Tag log buckets created by AWS CDK for third party tools

How to tag S3 log buckets created by the AWS CDK so third-party scanners can recognize them.

Overview

How you secure cloud configuration often starts with cdk-nag, but many teams also use third-party tools after deployments. Using the “server access logs not configured” example, this post shows how cdk-nag can interact with those tools by tagging log buckets created by the AWS CDK.

This example focuses on the AwsSolutions-S1 rule from the AWS Solutions ruleset (https://github.com/cdklabs/cdk-nag/blob/main/RULES.md#awssolutions).

As of @jaykingson/cdk-nag-custom-nag-pack v0.0.11, this behavior is available via a log bucket tagger and an AwsSolutions-S1 suppression helper.

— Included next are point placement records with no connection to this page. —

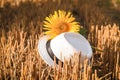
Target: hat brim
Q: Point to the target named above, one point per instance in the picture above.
(43, 51)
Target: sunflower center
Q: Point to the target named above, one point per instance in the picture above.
(62, 27)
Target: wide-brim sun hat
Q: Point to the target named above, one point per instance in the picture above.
(64, 46)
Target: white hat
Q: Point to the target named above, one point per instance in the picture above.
(63, 47)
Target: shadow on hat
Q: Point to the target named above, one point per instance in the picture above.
(63, 47)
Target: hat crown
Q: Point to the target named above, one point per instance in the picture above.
(68, 43)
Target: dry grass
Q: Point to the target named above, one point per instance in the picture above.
(20, 59)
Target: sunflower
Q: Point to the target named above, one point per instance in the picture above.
(60, 22)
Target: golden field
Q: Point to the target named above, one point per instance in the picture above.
(21, 28)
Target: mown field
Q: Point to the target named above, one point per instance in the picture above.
(21, 27)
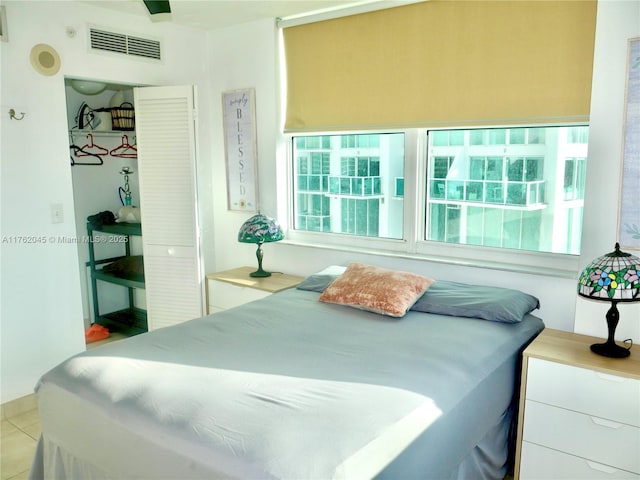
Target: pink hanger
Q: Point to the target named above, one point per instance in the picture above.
(91, 149)
(124, 150)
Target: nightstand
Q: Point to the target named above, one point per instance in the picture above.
(579, 412)
(235, 287)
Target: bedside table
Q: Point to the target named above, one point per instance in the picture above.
(235, 287)
(579, 412)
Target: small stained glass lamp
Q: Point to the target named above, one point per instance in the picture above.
(260, 229)
(611, 278)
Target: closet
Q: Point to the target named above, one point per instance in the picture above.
(157, 159)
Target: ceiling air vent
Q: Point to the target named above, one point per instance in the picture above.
(125, 44)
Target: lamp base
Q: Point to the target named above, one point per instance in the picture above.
(610, 349)
(260, 273)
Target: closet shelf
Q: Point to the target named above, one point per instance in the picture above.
(111, 278)
(101, 133)
(131, 320)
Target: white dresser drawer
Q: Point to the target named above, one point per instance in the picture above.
(223, 295)
(606, 396)
(593, 438)
(540, 463)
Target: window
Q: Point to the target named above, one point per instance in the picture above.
(350, 184)
(504, 189)
(518, 188)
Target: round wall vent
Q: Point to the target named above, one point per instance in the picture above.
(45, 59)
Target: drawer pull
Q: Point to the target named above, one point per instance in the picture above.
(610, 378)
(601, 468)
(605, 423)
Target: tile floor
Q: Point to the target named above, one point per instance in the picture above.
(19, 434)
(20, 430)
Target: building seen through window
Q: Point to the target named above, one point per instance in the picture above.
(515, 188)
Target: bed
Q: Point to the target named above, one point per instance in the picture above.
(289, 387)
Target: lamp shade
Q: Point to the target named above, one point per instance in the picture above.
(260, 229)
(614, 278)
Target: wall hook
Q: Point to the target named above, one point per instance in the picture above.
(12, 115)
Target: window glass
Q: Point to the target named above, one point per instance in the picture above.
(350, 184)
(509, 201)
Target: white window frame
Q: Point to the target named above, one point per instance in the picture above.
(412, 245)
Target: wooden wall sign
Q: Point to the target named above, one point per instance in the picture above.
(239, 122)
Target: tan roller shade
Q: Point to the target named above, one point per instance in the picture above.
(442, 63)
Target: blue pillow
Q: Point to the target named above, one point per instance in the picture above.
(319, 281)
(475, 301)
(316, 283)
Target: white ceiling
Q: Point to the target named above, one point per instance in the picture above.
(212, 14)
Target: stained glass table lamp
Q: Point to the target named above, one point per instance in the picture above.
(260, 229)
(611, 278)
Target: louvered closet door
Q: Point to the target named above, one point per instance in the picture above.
(166, 160)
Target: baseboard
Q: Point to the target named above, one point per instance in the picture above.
(18, 406)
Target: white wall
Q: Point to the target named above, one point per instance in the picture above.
(41, 311)
(247, 55)
(618, 21)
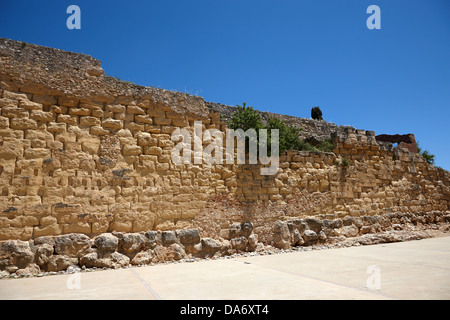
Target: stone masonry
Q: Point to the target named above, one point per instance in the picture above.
(84, 155)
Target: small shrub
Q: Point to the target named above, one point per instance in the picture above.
(326, 145)
(429, 158)
(288, 135)
(316, 113)
(345, 162)
(245, 118)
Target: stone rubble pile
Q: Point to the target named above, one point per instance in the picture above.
(75, 252)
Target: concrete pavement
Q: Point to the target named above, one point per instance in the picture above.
(406, 270)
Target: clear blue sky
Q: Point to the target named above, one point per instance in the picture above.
(279, 56)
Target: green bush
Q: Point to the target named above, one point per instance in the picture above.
(429, 158)
(316, 113)
(248, 118)
(288, 135)
(245, 118)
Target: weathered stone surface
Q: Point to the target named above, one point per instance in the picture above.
(240, 243)
(350, 231)
(43, 254)
(189, 236)
(131, 243)
(281, 235)
(143, 257)
(60, 262)
(106, 243)
(115, 260)
(16, 253)
(72, 245)
(209, 246)
(310, 235)
(85, 153)
(168, 238)
(314, 224)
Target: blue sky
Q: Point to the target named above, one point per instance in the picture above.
(279, 56)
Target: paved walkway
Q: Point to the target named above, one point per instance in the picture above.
(407, 270)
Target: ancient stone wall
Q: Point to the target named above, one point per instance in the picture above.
(84, 153)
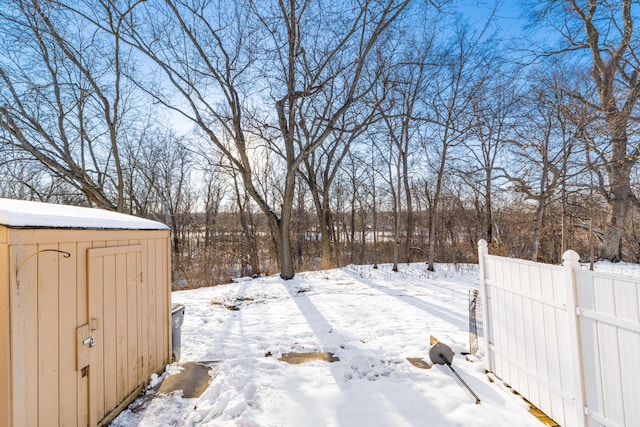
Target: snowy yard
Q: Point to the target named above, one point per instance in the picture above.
(372, 320)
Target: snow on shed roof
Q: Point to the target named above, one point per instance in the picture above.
(20, 213)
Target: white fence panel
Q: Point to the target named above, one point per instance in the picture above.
(609, 309)
(529, 337)
(567, 339)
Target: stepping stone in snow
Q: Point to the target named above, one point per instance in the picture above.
(193, 380)
(299, 358)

The cdk-nag log bucket behavior

If the log bucket and the source buckets are created in the same AWS CDK app, cdk-nag can identify that relationship and won’t raise AwsSolutions-S1 for the log bucket. If the app only provides the log bucket for usage outside the app, cdk-nag will raise AwsSolutions-S1.

log bucket outside app

The bridge to third party tools

If a third-party tool doesn’t check bucket dependencies and only checks whether the log bucket has server access logs enabled, it will still raise findings. One universal approach is to suppress those findings based on tags on the bucket itself.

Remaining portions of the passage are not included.